Thanks for the noting the permissions thing, on my nv_70b system it's "/usr/bin d none 0755 root sys"
Migration instructions - delete the old method script and default instance, then pkgadd the new one. Older instances/manifests should work fine with the new code (if they don't, it's a bug)
Thanks for taking the time to provide feedback!
Posted by Tim Foster on November 02, 2007 at 09:52 AM GMT #
One nit: during install of TIMFauto-snapshot the postinstall script complains:
## Executing postinstall script.
couldn't set locale correctly
couldn't set locale correctly
Installation of <TIMFauto-snapshot> was successful.
Posted by Vladimir Kotal on November 06, 2007 at 10:22 PM GMT #
Also, the GUI could be better - couple frequency setting with zfs datasets in one window so that multiple backups can be configured at once.
Posted by Vladimir Kotal on November 06, 2007 at 10:23 PM GMT #
Actually, I am confused - after running the GUI tool do I need to import the manifest by hand or will it do it for me ? If no, where is the manifest stored ?
Also, what would happen if cron is not running ? (e.g. computer turned off for a night) Will the snapshots be simply missing ?

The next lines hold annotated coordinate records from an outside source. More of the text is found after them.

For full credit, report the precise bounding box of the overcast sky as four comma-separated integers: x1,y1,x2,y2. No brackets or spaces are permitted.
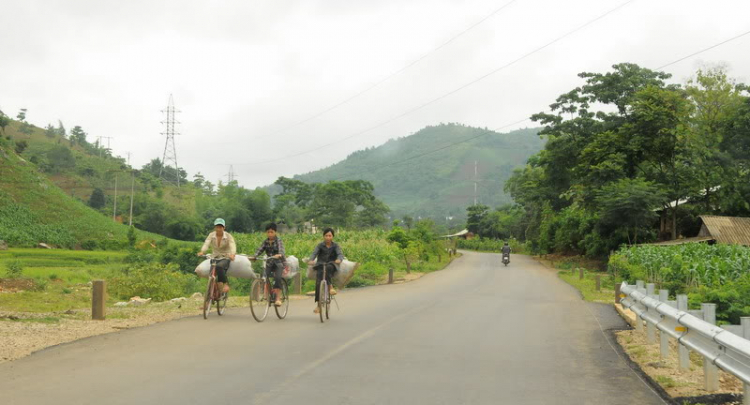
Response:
0,0,750,187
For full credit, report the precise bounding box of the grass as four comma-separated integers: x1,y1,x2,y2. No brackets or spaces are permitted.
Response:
557,268,615,303
0,316,60,323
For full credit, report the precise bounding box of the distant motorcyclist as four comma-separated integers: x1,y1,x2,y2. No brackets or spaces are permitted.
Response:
502,242,512,263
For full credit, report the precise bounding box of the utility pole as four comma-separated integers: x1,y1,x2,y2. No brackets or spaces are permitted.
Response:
226,165,237,184
112,174,117,222
128,170,135,226
159,94,180,187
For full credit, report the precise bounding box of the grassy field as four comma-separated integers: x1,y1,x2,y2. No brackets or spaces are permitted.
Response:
0,230,451,319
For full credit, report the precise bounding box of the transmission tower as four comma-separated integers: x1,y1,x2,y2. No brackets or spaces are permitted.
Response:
159,94,180,187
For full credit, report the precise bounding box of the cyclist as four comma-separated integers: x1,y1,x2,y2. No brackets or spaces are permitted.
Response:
308,228,344,314
250,222,286,307
502,241,511,263
198,218,237,293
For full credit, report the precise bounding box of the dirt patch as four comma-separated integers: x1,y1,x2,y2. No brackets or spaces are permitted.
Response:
0,278,34,293
616,330,743,398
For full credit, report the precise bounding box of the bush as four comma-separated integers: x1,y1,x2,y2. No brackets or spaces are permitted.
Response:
81,239,101,250
5,260,23,278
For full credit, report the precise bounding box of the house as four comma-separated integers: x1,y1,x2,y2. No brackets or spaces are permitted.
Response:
443,229,474,240
653,215,750,246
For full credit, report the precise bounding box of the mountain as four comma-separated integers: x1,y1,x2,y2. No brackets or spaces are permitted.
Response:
0,139,162,248
295,124,544,219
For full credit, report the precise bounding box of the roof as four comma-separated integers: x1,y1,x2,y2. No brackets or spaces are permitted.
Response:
647,236,715,246
442,229,469,238
700,215,750,246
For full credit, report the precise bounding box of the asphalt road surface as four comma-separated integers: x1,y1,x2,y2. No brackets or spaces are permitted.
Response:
0,252,664,405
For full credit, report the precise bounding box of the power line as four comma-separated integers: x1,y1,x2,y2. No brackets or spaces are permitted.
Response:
260,0,517,139
656,27,750,70
234,0,635,166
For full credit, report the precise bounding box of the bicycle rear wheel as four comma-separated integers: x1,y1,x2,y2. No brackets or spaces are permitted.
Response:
203,277,216,319
250,279,271,322
216,292,229,316
274,280,289,319
318,279,330,323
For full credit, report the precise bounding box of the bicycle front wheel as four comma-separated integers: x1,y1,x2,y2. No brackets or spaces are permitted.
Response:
274,280,289,319
250,279,271,322
318,280,330,323
203,277,216,319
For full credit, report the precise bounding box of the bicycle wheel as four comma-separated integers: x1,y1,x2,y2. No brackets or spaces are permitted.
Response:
250,279,271,322
203,277,216,319
318,280,329,323
216,292,229,316
326,283,333,319
274,280,289,319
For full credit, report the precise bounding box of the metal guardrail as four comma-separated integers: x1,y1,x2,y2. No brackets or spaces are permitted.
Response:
620,281,750,405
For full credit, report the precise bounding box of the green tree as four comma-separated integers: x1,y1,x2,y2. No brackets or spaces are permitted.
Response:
597,179,666,244
89,188,106,210
15,141,29,155
69,125,88,146
46,145,76,172
0,110,10,134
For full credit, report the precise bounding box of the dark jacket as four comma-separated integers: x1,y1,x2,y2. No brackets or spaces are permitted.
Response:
310,242,344,263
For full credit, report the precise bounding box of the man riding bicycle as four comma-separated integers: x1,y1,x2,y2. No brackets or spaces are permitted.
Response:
308,228,344,314
250,222,286,307
198,218,237,293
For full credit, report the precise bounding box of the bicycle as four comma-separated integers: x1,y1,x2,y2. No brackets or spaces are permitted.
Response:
250,257,289,322
318,262,338,323
203,255,228,319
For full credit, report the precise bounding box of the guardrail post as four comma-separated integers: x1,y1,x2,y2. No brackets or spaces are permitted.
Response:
294,272,302,295
91,280,107,321
740,316,750,405
646,283,659,345
659,290,669,360
635,280,646,332
615,280,622,304
701,303,719,392
677,294,690,371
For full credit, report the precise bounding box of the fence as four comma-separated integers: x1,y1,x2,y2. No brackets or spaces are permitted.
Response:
619,281,750,405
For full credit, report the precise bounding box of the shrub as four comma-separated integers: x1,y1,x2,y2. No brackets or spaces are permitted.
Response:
111,263,202,301
5,260,23,278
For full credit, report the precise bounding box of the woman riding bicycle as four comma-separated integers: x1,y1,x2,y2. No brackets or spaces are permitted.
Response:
198,218,237,293
250,222,286,307
308,228,344,314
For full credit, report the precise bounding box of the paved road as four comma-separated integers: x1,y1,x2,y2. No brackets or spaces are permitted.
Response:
0,253,663,405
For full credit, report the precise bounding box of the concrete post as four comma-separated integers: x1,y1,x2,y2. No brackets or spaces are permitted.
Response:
91,280,107,321
615,281,622,304
659,290,669,360
677,294,690,371
701,303,719,392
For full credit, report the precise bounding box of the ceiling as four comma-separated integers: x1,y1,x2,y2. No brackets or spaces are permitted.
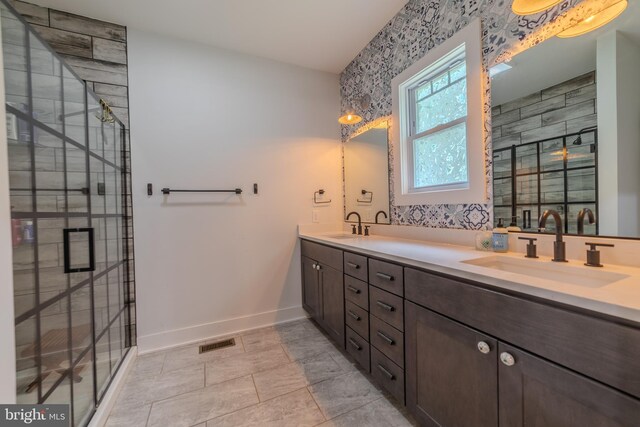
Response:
491,1,640,105
27,0,407,73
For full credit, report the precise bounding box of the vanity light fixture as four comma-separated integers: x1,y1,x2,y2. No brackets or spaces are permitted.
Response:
489,62,513,78
558,0,627,38
511,0,562,16
338,111,362,125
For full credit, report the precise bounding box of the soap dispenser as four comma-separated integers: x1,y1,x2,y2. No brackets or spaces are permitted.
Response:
507,216,522,232
493,218,509,252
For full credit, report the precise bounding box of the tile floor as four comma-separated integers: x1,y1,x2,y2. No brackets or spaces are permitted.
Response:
107,320,416,427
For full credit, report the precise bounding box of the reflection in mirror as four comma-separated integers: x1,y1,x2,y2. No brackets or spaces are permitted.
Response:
491,3,640,238
344,121,389,224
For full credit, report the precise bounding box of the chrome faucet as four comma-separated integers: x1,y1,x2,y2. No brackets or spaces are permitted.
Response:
539,209,567,262
578,208,596,234
346,211,362,236
376,211,389,224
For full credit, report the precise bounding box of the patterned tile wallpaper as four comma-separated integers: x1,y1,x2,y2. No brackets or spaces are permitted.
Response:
340,0,615,230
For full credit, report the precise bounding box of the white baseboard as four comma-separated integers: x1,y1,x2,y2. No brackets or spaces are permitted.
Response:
137,306,308,354
89,346,138,427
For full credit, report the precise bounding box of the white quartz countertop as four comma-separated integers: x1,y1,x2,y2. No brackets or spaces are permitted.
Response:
299,231,640,325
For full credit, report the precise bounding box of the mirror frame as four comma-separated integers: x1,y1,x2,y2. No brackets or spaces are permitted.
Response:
342,116,392,225
486,0,640,241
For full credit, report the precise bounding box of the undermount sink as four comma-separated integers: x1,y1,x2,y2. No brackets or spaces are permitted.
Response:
462,256,628,288
325,233,362,239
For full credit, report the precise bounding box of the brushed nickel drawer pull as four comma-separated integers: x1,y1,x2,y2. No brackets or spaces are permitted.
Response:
349,338,362,351
378,331,396,345
376,300,396,311
378,364,396,381
376,272,394,282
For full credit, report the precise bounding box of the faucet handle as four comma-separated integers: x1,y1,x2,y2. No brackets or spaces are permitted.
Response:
584,242,615,267
518,237,538,258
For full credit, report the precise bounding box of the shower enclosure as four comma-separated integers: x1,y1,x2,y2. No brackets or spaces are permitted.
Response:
0,0,131,426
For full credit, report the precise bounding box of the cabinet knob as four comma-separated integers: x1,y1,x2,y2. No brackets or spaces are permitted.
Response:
500,351,516,366
478,341,491,354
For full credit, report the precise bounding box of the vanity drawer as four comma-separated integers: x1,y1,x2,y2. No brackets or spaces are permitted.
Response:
369,315,404,368
344,252,368,282
405,268,640,397
369,286,404,331
300,240,342,271
371,347,404,404
346,326,371,372
344,275,369,310
344,301,369,339
369,259,404,296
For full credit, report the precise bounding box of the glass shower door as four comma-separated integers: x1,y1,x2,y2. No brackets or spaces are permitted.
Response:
0,0,128,426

Posted by Vladimir Kotal on November 06, 2007 at 10:34 PM GMT #
Okay, one at a time Vladimir ! :-)
1. locale messages - no idea, probably not my fault. What locale is your system running in, and does it have the correct shared library in /usr/lib/locale/<locale name>/ ?
2. Yes the GUI is basic, I know - if you'd like to contribute a better GUI, I'd be happy to take a look.
3. If you're using the config tool that appears in the GNOME menu, then you don't need to do anything. It sets user properties on ZFS filesystems to mark them to be snapshotted under whatever preconfigured-schedule you select.
(and you can have the same filesystem selected for multiple schedules, you just need to rerun the GUI, see 2)
The preconfigured service instances get automatically started after you pkgadd TIMFauto-snapshot. More in the README, see the documentation for the special "fs-name" value "//".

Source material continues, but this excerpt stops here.